Which investment factors are hard to measure? Risk factor measurement as art


I remember a discuss with one boss who asked for the beta of an investment in our portfolio. He told me to look it up as if there was a book of betas. I told him we would have calculate it. There was no single number that is used for beta. I still remember the odd look of frustration he gave me; you have got to be kidding me. 

The same frustration can be applied with risk factors. There are Fama-French factors that are "standardized", but there are also several proxies and alternative ways of calculating these factors. Some are easier than others, so investors must ask about the specifics for calculating any factor. 

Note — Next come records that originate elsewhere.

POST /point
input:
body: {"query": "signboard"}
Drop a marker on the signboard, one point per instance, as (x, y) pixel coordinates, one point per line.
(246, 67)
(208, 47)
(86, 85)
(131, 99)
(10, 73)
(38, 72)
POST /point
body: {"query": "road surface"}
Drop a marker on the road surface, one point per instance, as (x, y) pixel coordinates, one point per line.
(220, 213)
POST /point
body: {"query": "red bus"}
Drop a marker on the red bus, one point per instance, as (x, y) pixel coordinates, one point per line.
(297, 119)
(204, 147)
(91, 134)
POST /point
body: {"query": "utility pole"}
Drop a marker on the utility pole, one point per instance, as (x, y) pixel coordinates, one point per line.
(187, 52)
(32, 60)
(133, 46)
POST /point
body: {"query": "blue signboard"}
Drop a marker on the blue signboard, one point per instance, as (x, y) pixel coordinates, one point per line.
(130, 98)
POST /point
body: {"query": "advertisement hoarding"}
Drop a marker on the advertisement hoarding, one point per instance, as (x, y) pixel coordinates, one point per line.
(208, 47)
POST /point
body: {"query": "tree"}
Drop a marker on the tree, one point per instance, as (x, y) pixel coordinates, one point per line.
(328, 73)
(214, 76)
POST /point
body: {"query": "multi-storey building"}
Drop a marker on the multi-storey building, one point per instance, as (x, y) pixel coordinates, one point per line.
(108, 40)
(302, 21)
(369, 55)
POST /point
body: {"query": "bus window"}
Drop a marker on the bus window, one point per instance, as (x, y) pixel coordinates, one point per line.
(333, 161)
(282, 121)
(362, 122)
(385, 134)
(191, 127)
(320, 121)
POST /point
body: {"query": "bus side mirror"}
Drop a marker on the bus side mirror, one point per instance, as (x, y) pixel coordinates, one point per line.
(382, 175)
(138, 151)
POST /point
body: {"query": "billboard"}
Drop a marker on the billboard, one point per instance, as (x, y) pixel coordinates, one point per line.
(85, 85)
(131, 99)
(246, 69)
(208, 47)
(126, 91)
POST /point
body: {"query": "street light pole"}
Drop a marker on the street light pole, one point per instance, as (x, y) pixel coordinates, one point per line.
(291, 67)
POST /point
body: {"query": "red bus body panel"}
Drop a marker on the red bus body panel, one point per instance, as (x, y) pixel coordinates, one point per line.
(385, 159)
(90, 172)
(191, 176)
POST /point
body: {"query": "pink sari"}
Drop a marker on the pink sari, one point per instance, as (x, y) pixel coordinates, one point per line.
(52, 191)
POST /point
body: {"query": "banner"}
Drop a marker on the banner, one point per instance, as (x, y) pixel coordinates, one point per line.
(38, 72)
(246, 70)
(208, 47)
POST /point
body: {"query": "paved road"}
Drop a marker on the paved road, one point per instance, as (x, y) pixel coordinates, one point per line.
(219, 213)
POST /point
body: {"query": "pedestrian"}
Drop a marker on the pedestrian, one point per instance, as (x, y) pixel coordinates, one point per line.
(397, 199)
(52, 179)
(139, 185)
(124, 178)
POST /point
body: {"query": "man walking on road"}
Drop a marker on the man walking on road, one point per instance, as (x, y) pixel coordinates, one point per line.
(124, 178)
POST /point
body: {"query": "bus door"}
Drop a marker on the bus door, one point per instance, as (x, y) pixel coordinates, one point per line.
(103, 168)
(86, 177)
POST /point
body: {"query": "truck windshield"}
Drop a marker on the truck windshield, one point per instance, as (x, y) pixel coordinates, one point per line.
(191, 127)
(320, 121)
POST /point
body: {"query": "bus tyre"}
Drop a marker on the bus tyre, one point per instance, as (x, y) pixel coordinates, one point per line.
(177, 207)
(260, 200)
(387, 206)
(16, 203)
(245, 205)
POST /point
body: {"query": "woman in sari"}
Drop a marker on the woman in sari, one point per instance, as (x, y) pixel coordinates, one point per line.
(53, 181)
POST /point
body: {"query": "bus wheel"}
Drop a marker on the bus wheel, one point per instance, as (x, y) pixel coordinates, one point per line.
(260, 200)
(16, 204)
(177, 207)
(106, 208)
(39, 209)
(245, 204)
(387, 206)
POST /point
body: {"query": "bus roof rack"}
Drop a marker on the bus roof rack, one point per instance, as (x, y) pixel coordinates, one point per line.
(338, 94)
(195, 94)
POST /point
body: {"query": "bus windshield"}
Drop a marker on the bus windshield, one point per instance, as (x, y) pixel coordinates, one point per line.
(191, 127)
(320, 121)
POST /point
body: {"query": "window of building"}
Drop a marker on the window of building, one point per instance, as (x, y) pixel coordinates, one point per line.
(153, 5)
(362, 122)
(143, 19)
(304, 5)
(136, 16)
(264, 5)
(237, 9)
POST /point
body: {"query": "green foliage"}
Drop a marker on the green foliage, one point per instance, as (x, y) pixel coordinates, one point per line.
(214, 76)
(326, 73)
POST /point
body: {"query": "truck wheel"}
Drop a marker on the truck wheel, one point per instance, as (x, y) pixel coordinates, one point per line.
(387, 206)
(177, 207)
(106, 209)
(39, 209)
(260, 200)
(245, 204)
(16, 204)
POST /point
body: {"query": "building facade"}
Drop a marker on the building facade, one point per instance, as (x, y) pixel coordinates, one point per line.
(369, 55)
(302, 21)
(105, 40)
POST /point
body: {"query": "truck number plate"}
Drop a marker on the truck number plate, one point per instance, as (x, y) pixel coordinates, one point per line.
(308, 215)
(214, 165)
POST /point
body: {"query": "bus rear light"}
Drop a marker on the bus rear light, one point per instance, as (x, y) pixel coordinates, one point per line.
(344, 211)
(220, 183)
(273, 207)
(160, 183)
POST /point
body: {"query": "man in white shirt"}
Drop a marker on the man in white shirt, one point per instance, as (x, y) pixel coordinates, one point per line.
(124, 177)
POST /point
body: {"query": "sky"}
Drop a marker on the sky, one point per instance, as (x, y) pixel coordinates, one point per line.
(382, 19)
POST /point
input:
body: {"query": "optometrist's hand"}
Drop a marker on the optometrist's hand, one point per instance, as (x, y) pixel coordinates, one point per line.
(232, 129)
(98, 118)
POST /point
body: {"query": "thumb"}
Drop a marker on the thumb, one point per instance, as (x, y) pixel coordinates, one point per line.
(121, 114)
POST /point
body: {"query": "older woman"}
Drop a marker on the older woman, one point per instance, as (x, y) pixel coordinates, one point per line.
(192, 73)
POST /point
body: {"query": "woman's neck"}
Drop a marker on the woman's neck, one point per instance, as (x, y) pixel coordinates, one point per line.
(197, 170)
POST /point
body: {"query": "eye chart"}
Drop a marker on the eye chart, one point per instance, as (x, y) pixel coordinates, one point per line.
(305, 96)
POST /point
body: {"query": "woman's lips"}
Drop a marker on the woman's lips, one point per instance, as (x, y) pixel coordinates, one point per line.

Size may be the easiest to measure since it focused on market capitalization. Momentum also is an easy factor to measure with the lookback and delay being the key features. History has proved that the momentum look-back is stable. Volatility is another factor that is intuitively easy to measure and only has a limited number of choice variables. Investors can decide on standard deviation, beta, or risk after accounting for beta. Dividend yield can be as easy as a sort of high dividend; however, there are variations on risk-adjustments. 

Complexities increase on when or how rebalancing is conducted for these factors. This structuring can add significant transaction costs.

The more difficult factors to measure are value and quality. While originally these were simple measurements, the level of complexity or sophistication with calculating value and quality through accounting number proxies has increased significantly. 

For value, price to book and earnings to price are the standard measures, but there are also value measures with sales, earnings, net profits, dividends, and cash flows. There has been value measurement proliferation especially during these periods of value under-performance. 

Quality cannot be measure directly, so there has been a growing number of alternative measures including ROA, ROE, earnings stability, growth, strength of balance sheet, accruals, and cash flows. There is a lot of room for quality interpretations. 

So, like the old question of asking about beta, remember that all factor measurements are not the same.